Dat kwam mede omdat men bereid was in oplossingen te denken. “Zo kwamen sportverenigingen zelf met voorstellen om te bezuinigen op onderhoudskosten. Zij vroegen de gemeente om hen daarin te ondersteunen en te investeren in duurzame oplossingen.” Deze ideeën zijn daarna verder uitgewerkt.
Doelen
De doelen die de raad had gesteld, zijn volgens Varkevisser ruimschoots behaald. “Voor ons was het van belang dat er goede voorstellen kwamen, waardoor de raad breed gedragen besluiten kon nemen en band met inwoners werd versterkt. Een mooie bijvangst was dat ambtenaren en burgers elkaar gedurende het proces beter leerden kennen. En we merkten dat er veel kennis en kunde is in de samenleving.” De vraag of Zeist deze begrotingsmethode nog een keer inzet, wordt door Varkevisser positief beantwoordt.

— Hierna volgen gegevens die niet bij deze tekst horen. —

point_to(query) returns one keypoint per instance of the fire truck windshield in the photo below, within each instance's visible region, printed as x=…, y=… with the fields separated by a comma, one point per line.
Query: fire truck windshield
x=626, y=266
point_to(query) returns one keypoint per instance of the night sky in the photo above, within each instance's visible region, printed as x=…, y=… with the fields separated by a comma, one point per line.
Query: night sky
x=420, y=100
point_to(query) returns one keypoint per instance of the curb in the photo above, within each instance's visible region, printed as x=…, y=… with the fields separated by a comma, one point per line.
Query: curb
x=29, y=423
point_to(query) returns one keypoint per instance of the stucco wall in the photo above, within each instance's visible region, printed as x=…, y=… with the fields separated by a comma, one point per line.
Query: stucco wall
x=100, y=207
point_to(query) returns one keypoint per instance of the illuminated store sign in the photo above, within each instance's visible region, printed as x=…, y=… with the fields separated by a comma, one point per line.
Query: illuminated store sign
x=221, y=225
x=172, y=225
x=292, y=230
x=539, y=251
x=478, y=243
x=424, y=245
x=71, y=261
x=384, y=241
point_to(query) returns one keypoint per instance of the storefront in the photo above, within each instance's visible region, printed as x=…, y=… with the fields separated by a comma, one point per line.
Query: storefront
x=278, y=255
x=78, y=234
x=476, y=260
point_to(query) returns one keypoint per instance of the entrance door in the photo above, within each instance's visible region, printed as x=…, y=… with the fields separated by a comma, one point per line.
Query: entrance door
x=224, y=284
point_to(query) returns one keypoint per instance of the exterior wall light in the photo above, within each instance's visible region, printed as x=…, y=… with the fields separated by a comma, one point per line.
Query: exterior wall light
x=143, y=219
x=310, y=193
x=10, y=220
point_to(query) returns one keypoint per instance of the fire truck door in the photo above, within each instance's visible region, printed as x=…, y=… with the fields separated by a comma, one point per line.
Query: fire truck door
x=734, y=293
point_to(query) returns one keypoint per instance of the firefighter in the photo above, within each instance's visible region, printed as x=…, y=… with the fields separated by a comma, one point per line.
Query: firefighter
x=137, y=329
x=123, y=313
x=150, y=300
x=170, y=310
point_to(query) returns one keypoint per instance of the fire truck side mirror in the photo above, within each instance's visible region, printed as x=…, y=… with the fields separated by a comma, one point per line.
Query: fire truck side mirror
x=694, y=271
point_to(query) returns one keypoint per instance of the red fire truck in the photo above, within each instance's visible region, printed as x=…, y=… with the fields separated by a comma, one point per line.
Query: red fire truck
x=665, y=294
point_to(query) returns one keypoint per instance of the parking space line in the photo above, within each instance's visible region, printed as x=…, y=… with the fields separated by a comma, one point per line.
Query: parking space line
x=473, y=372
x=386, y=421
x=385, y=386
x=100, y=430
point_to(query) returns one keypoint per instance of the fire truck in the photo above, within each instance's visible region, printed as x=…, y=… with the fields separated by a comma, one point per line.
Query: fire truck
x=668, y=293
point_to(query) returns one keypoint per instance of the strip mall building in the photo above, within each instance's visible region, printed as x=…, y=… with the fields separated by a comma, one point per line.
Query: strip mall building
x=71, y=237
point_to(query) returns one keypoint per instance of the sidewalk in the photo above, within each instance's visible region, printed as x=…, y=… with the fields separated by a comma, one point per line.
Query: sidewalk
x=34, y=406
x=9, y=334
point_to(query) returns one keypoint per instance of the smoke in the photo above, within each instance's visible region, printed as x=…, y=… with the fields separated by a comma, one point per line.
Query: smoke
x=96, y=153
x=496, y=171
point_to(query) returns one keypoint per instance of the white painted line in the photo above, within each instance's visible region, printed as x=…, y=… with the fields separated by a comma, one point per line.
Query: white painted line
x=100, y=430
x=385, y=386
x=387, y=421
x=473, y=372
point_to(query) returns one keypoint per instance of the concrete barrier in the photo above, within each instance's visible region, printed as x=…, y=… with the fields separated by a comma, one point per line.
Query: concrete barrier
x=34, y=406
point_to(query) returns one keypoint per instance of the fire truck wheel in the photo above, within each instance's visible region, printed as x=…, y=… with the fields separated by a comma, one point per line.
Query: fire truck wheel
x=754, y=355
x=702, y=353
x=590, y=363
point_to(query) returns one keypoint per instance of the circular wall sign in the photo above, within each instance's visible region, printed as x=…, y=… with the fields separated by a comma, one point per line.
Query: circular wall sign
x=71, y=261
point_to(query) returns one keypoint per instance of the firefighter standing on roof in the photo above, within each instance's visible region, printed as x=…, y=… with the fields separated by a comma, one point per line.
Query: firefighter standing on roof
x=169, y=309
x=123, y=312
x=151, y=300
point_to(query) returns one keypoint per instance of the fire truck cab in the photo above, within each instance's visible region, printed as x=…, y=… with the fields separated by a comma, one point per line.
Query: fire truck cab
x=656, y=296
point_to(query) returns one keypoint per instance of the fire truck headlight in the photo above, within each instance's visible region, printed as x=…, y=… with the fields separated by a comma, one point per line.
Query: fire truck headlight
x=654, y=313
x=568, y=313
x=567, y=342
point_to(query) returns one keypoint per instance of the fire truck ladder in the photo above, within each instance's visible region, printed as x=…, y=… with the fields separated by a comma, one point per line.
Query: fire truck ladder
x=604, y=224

“Bij grote vraagstukken willen we de samenleving zeker weer betrekken. Al zijn er ook een paar lessen te leren. Zo kun je een succesverhaal niet automatisch een-op-een herhalen, moet de tijdlijn duidelijk afgebakend zijn en hebben wij geleerd dat voorbereiding de basis tot succes vormt.”
Amsterdam Oost
In Amsterdam Oost was de insteek anders dan in Zeist, maar ook hier bleek het enthousiasme groot en de uitkomsten positief. In maart presenteerde de Indische buurt de eerste wijkbegroting. Ilan Stoelinga (Financiën) en Sander Meijer (Buurtregie) stonden aan de wieg van de buurtbegroting.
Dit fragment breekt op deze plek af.